Attending therapy can be beneficial to your relationship for many reasons:
- You can always take a good thing and make it better. Happy couples know there is always room for improvement and realise the importance of maintaining what they have and working towards making it even stronger. They work to improve certain areas within the relationship and by setting some life goals together that allows them to continually work in unison, e.g to have a baby, to argue less, to agree to make more time for each other, etc.
- In the majority of cases, the core of many issues stems from a lack of communication between partners. A therapist will help you learn to communicate effectively with each other so that you can overcome any roadblocks quickly before they spiral out of control.
- It keeps you healthier, both mentally and physically. Most of us work hard to work on and maintain our appearance, so why not do the same for our relationship?
- You will learn to communicate more effectively so you are better equipped for when any challenge arises within the relationship.
- By attending therapy, it shows that you are committed and actively involved in maintaining the wellbeing of the relationship.
You should strongly consider couple therapy if there are underlying issues in your relationship that you cannot resolve:
- A lack of trust or infidelity issues.
- Bottled up emotions of anger or resentment towards your partner.
- If you feel that arguments are becoming more and more frequent.

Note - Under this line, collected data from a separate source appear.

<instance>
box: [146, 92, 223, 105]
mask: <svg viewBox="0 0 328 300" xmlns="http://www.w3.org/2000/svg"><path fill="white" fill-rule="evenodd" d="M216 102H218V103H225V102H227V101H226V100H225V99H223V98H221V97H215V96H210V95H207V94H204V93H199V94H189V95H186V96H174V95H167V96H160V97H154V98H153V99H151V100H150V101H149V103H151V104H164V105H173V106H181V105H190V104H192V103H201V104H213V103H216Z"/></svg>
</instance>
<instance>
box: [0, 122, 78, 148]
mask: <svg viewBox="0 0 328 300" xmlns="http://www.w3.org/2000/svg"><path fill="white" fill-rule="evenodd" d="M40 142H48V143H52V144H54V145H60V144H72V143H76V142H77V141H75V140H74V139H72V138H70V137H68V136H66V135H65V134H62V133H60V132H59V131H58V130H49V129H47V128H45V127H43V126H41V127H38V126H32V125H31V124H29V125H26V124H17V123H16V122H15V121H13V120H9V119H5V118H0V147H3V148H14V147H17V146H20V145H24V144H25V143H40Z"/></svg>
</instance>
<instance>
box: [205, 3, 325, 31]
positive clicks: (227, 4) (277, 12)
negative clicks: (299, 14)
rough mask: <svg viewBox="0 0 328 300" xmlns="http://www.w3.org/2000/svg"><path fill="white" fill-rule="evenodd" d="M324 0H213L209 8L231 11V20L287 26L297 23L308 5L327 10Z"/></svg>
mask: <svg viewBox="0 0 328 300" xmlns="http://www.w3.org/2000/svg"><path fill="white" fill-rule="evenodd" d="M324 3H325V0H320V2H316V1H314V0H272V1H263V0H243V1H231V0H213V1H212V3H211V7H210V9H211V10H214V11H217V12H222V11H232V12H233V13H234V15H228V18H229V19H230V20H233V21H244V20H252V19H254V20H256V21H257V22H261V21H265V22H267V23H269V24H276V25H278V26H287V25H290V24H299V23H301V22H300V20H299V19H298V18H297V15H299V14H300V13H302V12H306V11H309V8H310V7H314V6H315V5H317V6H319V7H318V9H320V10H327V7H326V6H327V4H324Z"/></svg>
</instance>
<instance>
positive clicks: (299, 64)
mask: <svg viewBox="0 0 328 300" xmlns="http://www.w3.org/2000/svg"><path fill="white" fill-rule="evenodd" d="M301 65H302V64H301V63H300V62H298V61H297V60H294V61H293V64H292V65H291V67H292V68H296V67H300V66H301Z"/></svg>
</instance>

- Communication amongst you is poor and you are unable to express how you feel.
- You feel ‘stuck’ in a pattern or routine that is no longer working.
The sooner you get into therapy, the better. Whatever stage a couple is at, there is no shame in going to couples therapy, on the contrary, it shows a real level of commitment and a desire to keep the spark alive and both partners happy.

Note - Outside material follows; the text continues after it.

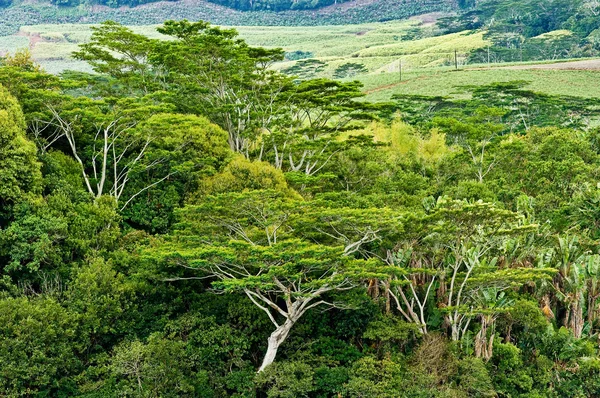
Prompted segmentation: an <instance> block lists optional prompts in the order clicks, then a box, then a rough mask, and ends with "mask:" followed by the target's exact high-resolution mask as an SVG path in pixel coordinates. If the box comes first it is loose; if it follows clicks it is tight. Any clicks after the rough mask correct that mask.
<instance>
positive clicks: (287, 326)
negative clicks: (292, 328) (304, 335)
mask: <svg viewBox="0 0 600 398" xmlns="http://www.w3.org/2000/svg"><path fill="white" fill-rule="evenodd" d="M294 323H295V322H293V321H291V320H290V319H288V320H287V321H285V323H284V324H283V325H281V326H280V327H278V328H277V329H275V331H274V332H273V333H271V335H270V336H269V340H268V346H267V352H266V354H265V356H264V358H263V362H262V365H260V368H259V369H258V372H259V373H260V372H262V371H263V370H265V368H266V367H267V366H269V365H270V364H272V363H273V361H275V357H276V356H277V350H278V349H279V346H280V345H281V343H283V341H284V340H285V339H286V338H287V335H288V334H289V333H290V330H291V329H292V326H294Z"/></svg>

Couples therapy helps us to learn more about our own needs and better understand those of our partner by learning how to effectively communicate and express our feelings. We become more equipped to overcome any challenges we are faced with so that senseless altercations do not spill over into arguments that go on to last for days. The longer you let these bad habits and issues fester, the worse the relationship will become, and the harder it will be to fix. You wouldn’t keep driving your car knowing that it was slowly dying and that you were possibly causing irreparable damage, so why do it in your relationship?
Accept that all good things take time, effort, understanding, and patience. It is unrealistic to think that anything can be achieved without putting the work in, and on an ongoing basis.
Keeping the love and communication going through all that life throws at us is a real challenge, and one that most of us are never taught how to handle but know that we are here to help.